Le gouvernement se flatte d’exclure plus de la moitié des Français de l’impôt sur le revenu. Quelle est sa logique ?
Si l’impôt est juste, pourquoi alors en exonérer 54% des ménages et faire peser une charge toujours plus lourde sur les classes moyennes ? S’il est injuste, où est sa légitimité et comment justifier qu’il augmente à nouveau cette année de 2,7 milliards d’euros ?
Dans le but d’endiguer le "ras-le-bol fiscal" auquel il a pourtant largement contribué, le gouvernement multiplie les régimes dérogatoires, sapant le principe d’égalité devant l’impôt et réduisant celui de nécessité de l’impôt à un vulgaire vestige de la Révolution. Pire, le sentiment d’injustice, combiné à l’importance des efforts demandés aux Français et à l’absence de résultats tangibles, fragilisent le consentement à l’impôt.
Sortir d'une spirale de la défiance
Cette situation est en train de créer une rupture entre deux France qui seront bientôt irréconciliables.
D’un côté, il y a ceux qui acquittent l’impôt, sur lesquels repose largement l’effort de financement de la solidarité nationale, et qui n’ont le sentiment de ne bénéficier que marginalement de cette solidarité. De l’autre, il y a ceux, de plus en plus nombreux, qui ne paient pas l’impôt et qui bénéficient largement d’une solidarité à laquelle ils ne contribuent que marginalement.
Il est temps de sortir de cette spirale de la défiance : l’impôt sur le revenu doit devenir une cotisation d’adhérent au pacte républicain. C’est pourquoi tous les Français doivent payer l’impôt, du plus aisé au plus modeste, chacun à la hauteur de ses moyens, sans que personne ne puisse s’exonérer de cet effort, même si celui-ci ne dépasse pas 50 euros par an.
Parce que l’impôt est l’expression et la condition même du lien social, aucune réforme fiscale ne pourra aboutir sans intégrer tous les acteurs de la société. La création d’un impôt minimal obligatoire n’aurait pas vocation à générer des recettes mais de la cohésion sociale.
Un facteur de cohésion sociale
Dans un pays comme le Danemark, tous les habitants paient des impôts, y compris lorsqu’ils sont étudiants ou demandeurs d’emploi.
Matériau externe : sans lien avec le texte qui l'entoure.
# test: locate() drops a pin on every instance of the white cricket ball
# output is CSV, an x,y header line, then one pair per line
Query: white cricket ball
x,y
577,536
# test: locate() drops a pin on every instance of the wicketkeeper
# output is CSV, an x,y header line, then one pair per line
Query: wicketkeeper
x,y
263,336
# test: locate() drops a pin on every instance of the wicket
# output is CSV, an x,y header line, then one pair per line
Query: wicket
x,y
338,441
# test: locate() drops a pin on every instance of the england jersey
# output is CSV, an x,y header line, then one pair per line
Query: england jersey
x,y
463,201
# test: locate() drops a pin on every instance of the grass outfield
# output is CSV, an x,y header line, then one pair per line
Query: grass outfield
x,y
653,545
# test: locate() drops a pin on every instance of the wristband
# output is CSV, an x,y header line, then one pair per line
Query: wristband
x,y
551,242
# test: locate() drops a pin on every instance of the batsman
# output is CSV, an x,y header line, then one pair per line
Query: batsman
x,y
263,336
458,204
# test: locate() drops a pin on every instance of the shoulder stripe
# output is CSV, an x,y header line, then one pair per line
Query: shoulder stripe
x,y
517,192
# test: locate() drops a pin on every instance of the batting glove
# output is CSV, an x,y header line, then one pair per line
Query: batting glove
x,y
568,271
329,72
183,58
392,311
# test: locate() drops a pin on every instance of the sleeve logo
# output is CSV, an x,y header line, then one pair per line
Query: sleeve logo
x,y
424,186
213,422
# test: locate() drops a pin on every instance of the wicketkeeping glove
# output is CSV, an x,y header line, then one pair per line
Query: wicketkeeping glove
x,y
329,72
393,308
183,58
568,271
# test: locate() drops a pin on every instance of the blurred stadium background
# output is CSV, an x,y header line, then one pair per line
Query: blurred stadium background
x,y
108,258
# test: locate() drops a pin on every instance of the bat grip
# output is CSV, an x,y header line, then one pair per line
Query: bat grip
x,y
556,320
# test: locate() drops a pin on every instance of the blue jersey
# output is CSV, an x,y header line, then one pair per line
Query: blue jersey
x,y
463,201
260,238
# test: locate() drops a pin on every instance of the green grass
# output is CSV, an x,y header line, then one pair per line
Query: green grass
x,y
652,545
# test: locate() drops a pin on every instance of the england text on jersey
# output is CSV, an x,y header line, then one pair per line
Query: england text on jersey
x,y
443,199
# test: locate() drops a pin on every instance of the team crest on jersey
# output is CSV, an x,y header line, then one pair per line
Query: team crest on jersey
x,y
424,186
Mieux, ces derniers se disent à une très grande majorité satisfaits de participer au financement d’un État providence qui leur fournit une scolarité gratuite et des aides sociales.
Ne l’oublions pas, l’impôt est indispensable pour garantir l’existence d’un système généreux et un accès équitable à des services publics de qualité.
Contribuer – même modestement – à l’effort collectif serait un moyen de redonner une dignité à ceux qui se sentent le plus éloigné de la vie publique. Certes, tous les Français paient la TVA, mais cette habitude plus ou moins indolore ne les distingue pas des touristes.
À l’heure où des millions de citoyens ont montré leur fierté et leur solidarité nationales, l’universalisation de l’impôt sur le revenu rappellerait que non, le peuple français n’a pas vocation à être un peuple d’assistés. Si la prise de conscience du coût des services publics est une nécessité, plus urgente encore est celle de donner à chaque Français l’opportunité de se sentir partie intégrante du contrat social.